Top talent departs Jeff Bezos’ Blue Origin as NASA lander fight escalates

Jeff Bezos flew to space late last month, but his company has lost top talent since the billionaire space founder came back to Earth.

At least 11 key leaders and senior engineers have left Blue Origin this summer, CNBC has learned, with many moving on in the weeks after Bezos’ spaceflight.

Two of the engineers, Nitin Arora and Lauren Lyons, this week announced jobs at other space companies: Elon Musk’s SpaceX and Firefly Aerospace, respectively.

Others quietly updated their LinkedIn pages over the past few weeks.

Each unannounced departure was confirmed to CNBC by people familiar with the matter. Those departures include the following people: New Shepard senior vice president Steve Bennett, chief of mission assurance Jeff Ashby (who retired), New Glenn senior director Bob Ess, New Glenn senior finance manager Bill Scammell, senior manager of production testing Christopher Payne, senior propulsion design engineer Dave Sanderson, senior HLS human factors engineer Rachel Forman, propulsion engineer Rex Gu, and rocket engine development engineer Gerry Hudak.

Those who announced they were leaving Blue Origin did not specify why, but frustration with executive management and a slow, bureaucratic structure is often cited in employee reviews on job site Glassdoor.

A company spokesperson emphasized Blue Origin’s growth in a statement to CNBC.

“Blue Origin grew by 850 people in 2020 and we have grown by another 650 so far in 2021. In fact, we’ve grown by nearly a factor of four over the past three years.

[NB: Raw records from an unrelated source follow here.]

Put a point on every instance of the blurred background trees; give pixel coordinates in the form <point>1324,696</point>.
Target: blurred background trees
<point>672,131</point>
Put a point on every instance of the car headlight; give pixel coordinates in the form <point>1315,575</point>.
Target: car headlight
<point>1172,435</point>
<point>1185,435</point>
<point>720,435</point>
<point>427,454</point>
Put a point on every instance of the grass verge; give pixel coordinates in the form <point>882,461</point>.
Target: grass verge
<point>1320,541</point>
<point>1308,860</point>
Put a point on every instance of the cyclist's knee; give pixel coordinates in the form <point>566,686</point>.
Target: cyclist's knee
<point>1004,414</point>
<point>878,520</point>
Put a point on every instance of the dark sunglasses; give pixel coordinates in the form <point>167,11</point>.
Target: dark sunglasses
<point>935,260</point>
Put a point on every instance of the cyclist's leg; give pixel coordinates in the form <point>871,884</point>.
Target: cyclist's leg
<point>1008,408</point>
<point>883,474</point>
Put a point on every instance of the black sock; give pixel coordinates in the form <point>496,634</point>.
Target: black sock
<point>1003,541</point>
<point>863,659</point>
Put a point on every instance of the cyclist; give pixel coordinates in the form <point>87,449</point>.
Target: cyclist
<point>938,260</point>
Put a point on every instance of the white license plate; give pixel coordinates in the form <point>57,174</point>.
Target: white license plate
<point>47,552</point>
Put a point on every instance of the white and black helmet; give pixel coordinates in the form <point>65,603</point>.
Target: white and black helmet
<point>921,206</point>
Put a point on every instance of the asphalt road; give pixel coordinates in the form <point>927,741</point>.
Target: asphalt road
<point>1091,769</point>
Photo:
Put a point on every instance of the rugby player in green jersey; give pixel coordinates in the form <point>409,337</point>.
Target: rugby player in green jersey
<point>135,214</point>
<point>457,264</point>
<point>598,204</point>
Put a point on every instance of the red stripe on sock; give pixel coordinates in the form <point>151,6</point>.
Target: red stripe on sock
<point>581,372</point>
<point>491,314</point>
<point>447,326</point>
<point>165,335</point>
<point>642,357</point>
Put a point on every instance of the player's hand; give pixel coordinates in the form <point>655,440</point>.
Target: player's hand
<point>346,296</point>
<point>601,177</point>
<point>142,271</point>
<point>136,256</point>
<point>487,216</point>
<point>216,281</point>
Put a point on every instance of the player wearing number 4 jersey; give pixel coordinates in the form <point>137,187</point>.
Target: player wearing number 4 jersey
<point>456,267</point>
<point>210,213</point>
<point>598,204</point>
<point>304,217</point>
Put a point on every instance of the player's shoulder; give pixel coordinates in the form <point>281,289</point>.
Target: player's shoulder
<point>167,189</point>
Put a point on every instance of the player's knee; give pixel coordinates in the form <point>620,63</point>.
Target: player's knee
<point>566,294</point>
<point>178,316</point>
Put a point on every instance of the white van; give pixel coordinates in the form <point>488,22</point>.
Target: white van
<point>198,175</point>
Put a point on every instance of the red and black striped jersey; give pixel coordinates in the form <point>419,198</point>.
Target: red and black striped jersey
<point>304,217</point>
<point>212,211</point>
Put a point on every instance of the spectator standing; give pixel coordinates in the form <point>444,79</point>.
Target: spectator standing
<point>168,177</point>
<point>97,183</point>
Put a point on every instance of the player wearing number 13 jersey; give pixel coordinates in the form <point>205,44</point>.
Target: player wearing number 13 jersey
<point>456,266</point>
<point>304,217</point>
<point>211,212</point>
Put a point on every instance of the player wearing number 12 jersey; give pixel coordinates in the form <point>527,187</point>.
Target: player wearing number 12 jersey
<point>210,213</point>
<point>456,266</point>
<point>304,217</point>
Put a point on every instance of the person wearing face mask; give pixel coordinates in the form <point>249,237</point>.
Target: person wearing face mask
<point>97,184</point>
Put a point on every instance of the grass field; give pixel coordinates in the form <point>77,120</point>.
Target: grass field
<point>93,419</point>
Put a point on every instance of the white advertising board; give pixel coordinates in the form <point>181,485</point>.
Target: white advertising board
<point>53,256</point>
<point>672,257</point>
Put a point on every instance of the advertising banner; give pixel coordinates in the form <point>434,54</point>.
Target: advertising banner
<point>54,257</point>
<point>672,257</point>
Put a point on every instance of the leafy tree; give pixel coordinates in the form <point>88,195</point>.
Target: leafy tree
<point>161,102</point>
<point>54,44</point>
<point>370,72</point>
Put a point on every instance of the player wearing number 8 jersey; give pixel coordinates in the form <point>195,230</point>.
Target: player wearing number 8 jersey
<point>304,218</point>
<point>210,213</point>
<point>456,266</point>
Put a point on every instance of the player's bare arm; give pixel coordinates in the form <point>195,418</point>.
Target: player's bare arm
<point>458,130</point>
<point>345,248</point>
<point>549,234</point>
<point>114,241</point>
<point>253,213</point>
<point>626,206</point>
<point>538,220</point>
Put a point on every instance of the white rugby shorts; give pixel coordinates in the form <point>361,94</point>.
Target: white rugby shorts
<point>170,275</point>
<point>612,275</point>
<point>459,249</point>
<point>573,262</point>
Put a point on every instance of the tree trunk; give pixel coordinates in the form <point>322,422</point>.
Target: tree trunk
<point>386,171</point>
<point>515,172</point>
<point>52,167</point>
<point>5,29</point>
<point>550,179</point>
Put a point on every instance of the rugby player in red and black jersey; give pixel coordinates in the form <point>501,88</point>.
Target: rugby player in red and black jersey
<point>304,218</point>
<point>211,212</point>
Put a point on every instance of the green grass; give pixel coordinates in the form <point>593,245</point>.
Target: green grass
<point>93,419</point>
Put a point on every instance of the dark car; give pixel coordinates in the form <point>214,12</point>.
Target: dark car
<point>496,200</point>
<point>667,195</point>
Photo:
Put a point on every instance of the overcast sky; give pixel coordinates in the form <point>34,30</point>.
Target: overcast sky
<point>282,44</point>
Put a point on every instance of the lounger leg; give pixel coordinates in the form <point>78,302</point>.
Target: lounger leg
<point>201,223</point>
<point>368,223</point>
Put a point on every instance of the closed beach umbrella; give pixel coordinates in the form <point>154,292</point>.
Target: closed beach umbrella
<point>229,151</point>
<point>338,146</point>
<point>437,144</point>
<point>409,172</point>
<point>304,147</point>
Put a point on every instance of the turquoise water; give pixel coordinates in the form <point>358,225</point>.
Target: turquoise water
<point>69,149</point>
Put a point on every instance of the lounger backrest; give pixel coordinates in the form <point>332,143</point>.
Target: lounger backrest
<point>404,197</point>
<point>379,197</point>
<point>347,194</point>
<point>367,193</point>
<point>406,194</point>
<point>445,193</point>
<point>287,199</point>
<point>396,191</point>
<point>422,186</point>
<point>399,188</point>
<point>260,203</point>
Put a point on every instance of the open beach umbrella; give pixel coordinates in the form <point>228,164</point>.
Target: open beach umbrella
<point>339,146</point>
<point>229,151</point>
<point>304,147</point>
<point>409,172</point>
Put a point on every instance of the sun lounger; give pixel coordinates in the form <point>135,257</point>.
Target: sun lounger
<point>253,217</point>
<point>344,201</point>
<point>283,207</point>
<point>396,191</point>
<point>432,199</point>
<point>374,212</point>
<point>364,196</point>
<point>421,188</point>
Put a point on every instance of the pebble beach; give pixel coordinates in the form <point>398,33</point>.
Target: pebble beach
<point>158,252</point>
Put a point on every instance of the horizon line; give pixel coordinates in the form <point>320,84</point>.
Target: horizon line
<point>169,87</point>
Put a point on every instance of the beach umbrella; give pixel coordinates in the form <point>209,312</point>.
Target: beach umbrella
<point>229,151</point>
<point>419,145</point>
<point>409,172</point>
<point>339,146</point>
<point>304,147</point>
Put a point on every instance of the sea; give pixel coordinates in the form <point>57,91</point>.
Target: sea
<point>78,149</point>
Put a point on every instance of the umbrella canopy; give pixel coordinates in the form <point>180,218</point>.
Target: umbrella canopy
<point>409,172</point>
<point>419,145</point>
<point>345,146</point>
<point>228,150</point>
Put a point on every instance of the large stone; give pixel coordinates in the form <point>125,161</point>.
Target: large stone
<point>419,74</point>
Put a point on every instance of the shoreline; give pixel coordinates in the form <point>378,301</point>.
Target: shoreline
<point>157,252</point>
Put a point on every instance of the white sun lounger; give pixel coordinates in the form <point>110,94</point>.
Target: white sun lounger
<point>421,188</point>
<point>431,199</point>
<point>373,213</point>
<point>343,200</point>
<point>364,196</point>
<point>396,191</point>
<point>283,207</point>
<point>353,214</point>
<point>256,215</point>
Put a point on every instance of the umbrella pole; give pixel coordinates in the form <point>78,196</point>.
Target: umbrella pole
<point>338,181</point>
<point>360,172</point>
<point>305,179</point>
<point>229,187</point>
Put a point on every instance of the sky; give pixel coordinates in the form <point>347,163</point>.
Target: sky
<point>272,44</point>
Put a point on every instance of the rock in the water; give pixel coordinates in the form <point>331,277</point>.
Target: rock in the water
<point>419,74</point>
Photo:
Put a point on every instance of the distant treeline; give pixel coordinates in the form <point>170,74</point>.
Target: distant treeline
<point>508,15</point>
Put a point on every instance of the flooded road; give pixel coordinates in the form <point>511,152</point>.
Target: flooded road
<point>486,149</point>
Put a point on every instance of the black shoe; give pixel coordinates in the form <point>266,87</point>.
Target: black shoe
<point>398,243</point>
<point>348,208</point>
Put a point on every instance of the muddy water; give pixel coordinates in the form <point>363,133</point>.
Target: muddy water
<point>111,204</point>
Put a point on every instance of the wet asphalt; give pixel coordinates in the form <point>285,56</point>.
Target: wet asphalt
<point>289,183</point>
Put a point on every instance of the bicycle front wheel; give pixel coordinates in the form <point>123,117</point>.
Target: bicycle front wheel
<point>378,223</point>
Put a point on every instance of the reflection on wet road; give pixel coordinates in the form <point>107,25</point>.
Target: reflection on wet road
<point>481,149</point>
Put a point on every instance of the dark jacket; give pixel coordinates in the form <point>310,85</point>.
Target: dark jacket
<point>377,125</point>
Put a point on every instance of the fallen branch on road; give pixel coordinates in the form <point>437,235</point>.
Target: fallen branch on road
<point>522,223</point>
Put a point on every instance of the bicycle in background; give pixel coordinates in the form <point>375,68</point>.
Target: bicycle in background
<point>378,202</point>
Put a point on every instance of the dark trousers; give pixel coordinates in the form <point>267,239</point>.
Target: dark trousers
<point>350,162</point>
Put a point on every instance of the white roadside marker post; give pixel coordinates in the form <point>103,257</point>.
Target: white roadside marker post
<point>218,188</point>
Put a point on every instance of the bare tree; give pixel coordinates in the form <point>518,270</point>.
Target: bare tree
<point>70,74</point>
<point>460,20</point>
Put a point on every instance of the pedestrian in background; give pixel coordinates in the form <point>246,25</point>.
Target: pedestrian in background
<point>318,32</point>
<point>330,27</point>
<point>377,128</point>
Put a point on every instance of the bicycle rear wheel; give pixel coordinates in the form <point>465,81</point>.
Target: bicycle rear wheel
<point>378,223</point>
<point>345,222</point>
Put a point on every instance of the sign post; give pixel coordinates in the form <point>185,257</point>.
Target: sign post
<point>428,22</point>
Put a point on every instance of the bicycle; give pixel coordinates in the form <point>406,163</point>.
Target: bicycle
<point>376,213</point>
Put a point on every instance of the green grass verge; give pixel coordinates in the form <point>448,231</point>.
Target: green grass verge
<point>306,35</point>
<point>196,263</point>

We continue to fill out major leadership roles in manufacturing, quality, engine design, and vehicle design. It’s a team we’re building and we have great talent,” the spokesperson said.

Some of the engineers who left were part of Blue Origin’s astronaut lunar lander program. Bezos’ company lost its bid for a valuable NASA development contract in April when SpaceX was announced as the sole awardee under the space agency’s Human Landing System (HLS) program, winning a $2.9 billion contract.

But, despite the Government Accountability Office last month denying Blue Origin’s protest of NASA’s decision, the company has continued to escalate its fight to be a part of the Human Landing System program. Blue Origin company first launched a public relations offensive against SpaceX’s Starship rocket and then, on Monday, sued NASA in federal court.